As we know, the Web is a collection of interlinked
electronic items including documents, texts, images, music files, video, etc.
hosted on servers all over the world, mostly on HTTP (Hypertext Transfer
Protocol) servers (Schatz et al. 1994).
The Web lives on the Internet by a set of protocols running over the
net. Although the Web is a part of the
net, the net is much larger than the Web.
The net also hosts e-mail, FTP (file transfer protocol), peer-to-peer,
VPNs (Virtual Private Network), telephony, automated sensors, wireless
networks, and more.
In software engineering, the Web has driven
Java-enabled technologies. In turn,
large scale meta-computing such as the Grid[8]

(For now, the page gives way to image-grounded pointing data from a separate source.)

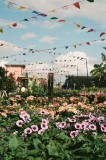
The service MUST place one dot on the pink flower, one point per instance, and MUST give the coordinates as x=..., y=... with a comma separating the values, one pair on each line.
x=92, y=127
x=62, y=125
x=27, y=131
x=45, y=121
x=44, y=126
x=19, y=123
x=41, y=131
x=25, y=117
x=74, y=134
x=78, y=126
x=34, y=128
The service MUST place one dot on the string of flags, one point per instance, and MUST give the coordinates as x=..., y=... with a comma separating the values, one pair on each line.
x=76, y=4
x=49, y=50
x=21, y=7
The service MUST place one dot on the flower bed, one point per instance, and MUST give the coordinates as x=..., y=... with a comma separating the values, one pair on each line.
x=68, y=129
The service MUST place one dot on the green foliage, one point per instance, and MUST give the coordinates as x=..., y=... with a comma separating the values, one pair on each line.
x=6, y=83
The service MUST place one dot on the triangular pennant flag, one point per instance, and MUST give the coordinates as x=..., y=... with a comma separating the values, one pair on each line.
x=77, y=5
x=66, y=47
x=102, y=39
x=90, y=0
x=90, y=30
x=22, y=7
x=36, y=12
x=78, y=25
x=74, y=46
x=83, y=27
x=43, y=15
x=102, y=33
x=1, y=44
x=34, y=17
x=10, y=4
x=54, y=18
x=25, y=20
x=53, y=10
x=61, y=20
x=88, y=43
x=14, y=24
x=65, y=7
x=1, y=30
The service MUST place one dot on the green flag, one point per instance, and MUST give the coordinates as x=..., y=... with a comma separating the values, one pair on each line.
x=90, y=0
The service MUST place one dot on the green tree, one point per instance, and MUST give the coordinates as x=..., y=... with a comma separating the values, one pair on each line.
x=6, y=83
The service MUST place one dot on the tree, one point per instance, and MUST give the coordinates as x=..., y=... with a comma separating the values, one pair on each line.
x=99, y=70
x=6, y=83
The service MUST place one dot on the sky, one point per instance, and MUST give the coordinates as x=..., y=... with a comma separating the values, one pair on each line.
x=41, y=42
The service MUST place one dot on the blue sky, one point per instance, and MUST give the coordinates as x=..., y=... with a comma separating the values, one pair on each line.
x=43, y=33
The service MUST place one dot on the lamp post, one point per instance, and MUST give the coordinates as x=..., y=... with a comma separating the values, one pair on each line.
x=86, y=68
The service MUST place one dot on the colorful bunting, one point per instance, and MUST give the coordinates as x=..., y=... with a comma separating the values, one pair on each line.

embraces the net-centric technologies by adding more tiers on top of Java-based
systems. Java can indeed “write it
once, and run everywhere.” But without
an infrastructure of Web-tiers and net-layers, it may run all over the place
for nothing or nowhere at all. This infrastructural impact has fundamentally
influenced software life cycles[9]:
specification, design, coding, debugging, operation, and maintenance.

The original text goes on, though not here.